I learned a few things there that still haunt me. Like that there are no personal belongings. Anything physical, anything that had some kind of form you can grasp, can be taken away. And will be taken away. All it needed was a neighbor kid who pointed at one of my toys, telling my aunt it's theirs. And then it was theirs.
So, I learned early not to cling to materialistic possessions.
Years after having been able to leave that place, I still think the same way. Some patterns can't be deleted once they are not needed anymore. There are not many things in my home I couldn't replace easily. Some items would be missed more, some less. But all can be replaced without getting more of a reaction out of me but a "eh, happens."

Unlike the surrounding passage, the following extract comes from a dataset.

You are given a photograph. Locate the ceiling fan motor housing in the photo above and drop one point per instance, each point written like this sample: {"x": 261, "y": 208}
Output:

Just not my ideas. The world in my head is mine and mine alone.
I said in an earlier journal that I love it when people copy my drawings. That is still true. I love it when I see how people copy what I draw - to draw it too, to learn from it, because they loved the pose, the colouring, whatever the reason might be. All it needs is a small note that they copied it from my works and I'm ok with it.
Heck, I'm even ok with it when there is no note that it's mine.
But when someone traces my works and then uploads them, claiming the creature to be "my very first totally self-created and very personal OC" (I really wish I was kidding, but those were the exact words, just in German and not English), even asking others for fanart, that's the moment the little kid in me realizes that there is someone walking through its world, taking what is not meant to be taken by strangers.
And the moment I read the part, where someone asked if they can have the OC and the reply was "Nope, he's mine, but you can draw him, if you want to!".
That was the moment I literally snapped.
I would like to be a person who can just shrug such things off. I would like to be balanced and calm. I would like to be able to see such things as "just Internet".
But I'm not. And I can't. I'm not nice enough. I was raised that way and I developed a mean streak.
Especially - as it turns out later - since that kid actually apologizes for watermarking the traced works of other artists and mine. Reason: she does not want people to print it out like that without her getting paid.
At this point I had to leave the computer, before I had one screen less in my household and a reason to see an emergency room (never punch glass, seriously stupid idea, I can tell you that).
It's hard to believe in people when they do such things.
That would normally be the point where artists swear to use big watermarks or even delete their works from the net.
But... that is not the full story. By the time I got myself calmed down enough to go back to that page, others had found it too. And were defending my drawings. Complete strangers, who stood up for my works, linking original sources and telling the kid off.
I never had strangers fight for me. That completely took me by surprise. Not in a negative way, mind you.
While the encounter with the thief was nasty, the encounter with the people who cared for my drawings confirmed again one thing: People can be awesome. And for every asshole out there, you can find ten or even more people who are fantastic, brilliant and wonderful beings (that sounds so very Doctor Who...).
So, of course I will keep drawing and posting it on the internet. And of course I will keep using minimal watermarks. I don't see why I should punish all those awesome people, because one single person is a jackass.
I only regret that I will never be able to put into words what it means to me, that someone, I never met, stands before something that belongs to me and defends it. For me. That really makes a lot of the things in the past better now.
Thank you, all the awesome people on the Internet.
Sadly, the story did not end here either. The gal just deactivated her page without a word in my direction or even taking down the other copied works from her personal FB-Profile. We'll keep watching her, no worries.